As often happens heading into the hotter summer months, middle meats used for slow cooking, like knuckles, topsides and briskets, are currently proving very hard to shift, but there is nothing unusual in that at this time of year. But flat export trade is pushing more of that product back onto the domestic market this year, and could impact domestic pricing, traders said.

Beef Central asked a number of contacts whether there was any ‘push-back’ evident this pre-Christmas period on current high retail beef prices on grilling cuts, but several said it was not yet evident, at least.

“Retailers generally, have done pretty good December trade so far, based on prior years’ performance, and food service has had a good first few weeks of summer trade – especially in regions like WA, where business is booming,” one wholesaler said.

“Part of that is the cash reserve that has built up in peoples’ bank accounts over COVID, and a bit of ‘Live for today and not for tomorrow’ attitude – they don’t know yet what 2021 will bring, in terms of COVID relapse.”

Some wholesalers spoken to on Friday said they ‘did not know which way to jump’ at present.

Many food service customers last week were wary about building-up stocks, fearful that meat prices might decline sharply in the lead-up to Christmas, and lacking confidence in customer demand at the end of a highly unusual trading year.

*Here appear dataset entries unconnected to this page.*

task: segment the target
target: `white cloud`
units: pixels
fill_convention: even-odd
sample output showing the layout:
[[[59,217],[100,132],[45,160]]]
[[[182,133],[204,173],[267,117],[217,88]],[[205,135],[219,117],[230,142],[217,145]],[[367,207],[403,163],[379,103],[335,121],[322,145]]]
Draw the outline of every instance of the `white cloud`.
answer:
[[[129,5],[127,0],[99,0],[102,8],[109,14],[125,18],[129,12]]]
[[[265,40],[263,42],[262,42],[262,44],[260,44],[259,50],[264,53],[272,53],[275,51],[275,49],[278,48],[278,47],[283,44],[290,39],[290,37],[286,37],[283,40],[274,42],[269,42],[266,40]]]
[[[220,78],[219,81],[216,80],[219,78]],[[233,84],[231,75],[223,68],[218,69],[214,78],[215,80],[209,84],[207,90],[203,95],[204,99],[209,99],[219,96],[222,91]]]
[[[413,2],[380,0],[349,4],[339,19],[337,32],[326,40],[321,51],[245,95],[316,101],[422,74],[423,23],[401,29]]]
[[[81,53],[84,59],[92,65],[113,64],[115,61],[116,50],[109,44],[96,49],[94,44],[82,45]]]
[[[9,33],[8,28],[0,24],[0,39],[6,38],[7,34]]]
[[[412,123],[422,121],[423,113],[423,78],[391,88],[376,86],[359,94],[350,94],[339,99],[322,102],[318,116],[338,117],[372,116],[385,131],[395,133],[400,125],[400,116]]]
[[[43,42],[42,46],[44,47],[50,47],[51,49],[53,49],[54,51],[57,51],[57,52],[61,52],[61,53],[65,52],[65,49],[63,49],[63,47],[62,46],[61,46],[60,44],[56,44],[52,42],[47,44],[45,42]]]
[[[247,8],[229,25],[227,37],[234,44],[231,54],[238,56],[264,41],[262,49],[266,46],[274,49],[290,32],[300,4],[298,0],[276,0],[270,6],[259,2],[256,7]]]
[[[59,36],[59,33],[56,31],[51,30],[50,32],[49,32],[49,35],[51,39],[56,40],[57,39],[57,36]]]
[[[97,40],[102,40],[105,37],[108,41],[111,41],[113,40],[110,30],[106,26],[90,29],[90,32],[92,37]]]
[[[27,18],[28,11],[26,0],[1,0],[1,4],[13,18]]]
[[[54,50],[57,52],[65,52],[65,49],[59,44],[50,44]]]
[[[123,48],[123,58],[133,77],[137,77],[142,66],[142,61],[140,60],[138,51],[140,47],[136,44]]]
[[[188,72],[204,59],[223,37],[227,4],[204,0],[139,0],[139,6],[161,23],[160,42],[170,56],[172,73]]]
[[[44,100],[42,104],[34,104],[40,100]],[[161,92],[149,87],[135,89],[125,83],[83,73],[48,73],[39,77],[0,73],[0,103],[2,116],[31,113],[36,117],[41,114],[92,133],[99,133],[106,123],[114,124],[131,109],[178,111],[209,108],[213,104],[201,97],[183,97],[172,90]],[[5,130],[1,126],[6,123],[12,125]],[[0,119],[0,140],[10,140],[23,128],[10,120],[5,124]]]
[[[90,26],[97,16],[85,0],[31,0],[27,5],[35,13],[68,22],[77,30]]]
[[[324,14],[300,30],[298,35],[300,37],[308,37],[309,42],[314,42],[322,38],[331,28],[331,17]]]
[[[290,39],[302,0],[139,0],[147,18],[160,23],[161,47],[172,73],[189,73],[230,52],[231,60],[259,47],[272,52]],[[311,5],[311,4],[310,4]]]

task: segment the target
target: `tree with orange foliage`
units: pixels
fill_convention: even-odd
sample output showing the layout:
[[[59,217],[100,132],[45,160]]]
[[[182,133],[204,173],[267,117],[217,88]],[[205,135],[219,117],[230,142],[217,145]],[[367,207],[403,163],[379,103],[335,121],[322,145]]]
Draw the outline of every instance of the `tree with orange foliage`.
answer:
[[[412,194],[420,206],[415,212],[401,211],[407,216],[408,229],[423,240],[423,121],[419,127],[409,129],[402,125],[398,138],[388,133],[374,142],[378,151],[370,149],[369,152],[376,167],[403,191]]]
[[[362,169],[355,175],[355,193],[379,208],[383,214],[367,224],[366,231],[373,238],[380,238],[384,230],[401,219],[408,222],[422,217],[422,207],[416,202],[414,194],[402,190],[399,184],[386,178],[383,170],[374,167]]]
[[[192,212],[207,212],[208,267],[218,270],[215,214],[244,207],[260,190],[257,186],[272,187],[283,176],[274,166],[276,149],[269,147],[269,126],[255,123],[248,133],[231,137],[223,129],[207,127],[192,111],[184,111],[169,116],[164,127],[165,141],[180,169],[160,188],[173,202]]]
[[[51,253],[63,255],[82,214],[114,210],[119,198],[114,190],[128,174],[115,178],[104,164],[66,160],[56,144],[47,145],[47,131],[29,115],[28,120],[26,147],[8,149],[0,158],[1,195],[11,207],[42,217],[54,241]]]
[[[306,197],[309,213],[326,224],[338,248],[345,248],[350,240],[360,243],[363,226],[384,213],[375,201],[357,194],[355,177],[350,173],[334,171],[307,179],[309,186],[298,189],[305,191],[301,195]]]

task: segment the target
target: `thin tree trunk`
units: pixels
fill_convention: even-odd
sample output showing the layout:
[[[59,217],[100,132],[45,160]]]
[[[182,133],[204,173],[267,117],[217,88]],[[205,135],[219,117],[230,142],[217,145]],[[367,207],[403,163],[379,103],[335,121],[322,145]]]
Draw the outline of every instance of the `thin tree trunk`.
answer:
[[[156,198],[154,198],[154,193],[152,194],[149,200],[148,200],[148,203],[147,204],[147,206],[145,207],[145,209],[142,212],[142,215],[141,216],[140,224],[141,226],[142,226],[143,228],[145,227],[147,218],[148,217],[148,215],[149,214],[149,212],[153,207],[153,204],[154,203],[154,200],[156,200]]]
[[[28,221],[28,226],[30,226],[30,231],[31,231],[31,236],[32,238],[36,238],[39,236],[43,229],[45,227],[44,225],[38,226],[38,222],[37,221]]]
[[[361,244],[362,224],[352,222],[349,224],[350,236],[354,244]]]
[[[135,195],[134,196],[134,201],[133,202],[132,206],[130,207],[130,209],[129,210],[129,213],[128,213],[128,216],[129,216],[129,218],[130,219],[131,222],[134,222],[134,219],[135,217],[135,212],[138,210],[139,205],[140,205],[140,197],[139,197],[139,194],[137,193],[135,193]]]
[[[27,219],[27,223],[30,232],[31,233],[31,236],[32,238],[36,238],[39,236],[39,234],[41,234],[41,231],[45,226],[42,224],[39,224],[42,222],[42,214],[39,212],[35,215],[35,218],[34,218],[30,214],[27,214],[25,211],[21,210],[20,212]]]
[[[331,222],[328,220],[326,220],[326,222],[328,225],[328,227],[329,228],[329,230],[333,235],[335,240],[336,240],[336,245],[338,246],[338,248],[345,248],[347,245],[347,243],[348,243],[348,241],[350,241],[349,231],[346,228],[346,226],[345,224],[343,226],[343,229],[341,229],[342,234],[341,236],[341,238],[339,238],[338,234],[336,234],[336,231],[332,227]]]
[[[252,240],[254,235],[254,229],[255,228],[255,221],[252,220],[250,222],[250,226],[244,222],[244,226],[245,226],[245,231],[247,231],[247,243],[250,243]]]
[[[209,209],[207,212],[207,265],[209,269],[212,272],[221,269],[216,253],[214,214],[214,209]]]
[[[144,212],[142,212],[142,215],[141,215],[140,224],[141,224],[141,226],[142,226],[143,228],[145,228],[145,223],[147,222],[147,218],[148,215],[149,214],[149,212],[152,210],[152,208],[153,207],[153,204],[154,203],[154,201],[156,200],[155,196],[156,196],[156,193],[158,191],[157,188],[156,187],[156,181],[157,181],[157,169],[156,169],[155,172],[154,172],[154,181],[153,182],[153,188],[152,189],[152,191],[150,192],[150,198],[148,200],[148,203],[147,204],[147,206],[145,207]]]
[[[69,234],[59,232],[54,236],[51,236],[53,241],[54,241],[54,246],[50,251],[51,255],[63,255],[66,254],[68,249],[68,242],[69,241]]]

“And those guys who have a bit of meat around them are not wanting to put their hands up, because they are worried about getting through what they have, and the risk of any stock on hand looking expensive, if grilling cuts do start to decline in price, under supply pressure,” one contact said.

“The domestic market for many wholesalers has been the only game in town for quite a while, but there is an inherent risk in oversupply, and killing the golden goose,” he said.

“Even though national beef kill volumes remain low, a decline in export like we are seeing can very quickly pressure the domestic supply/demand situation – even in a high demand period around summer holidays.”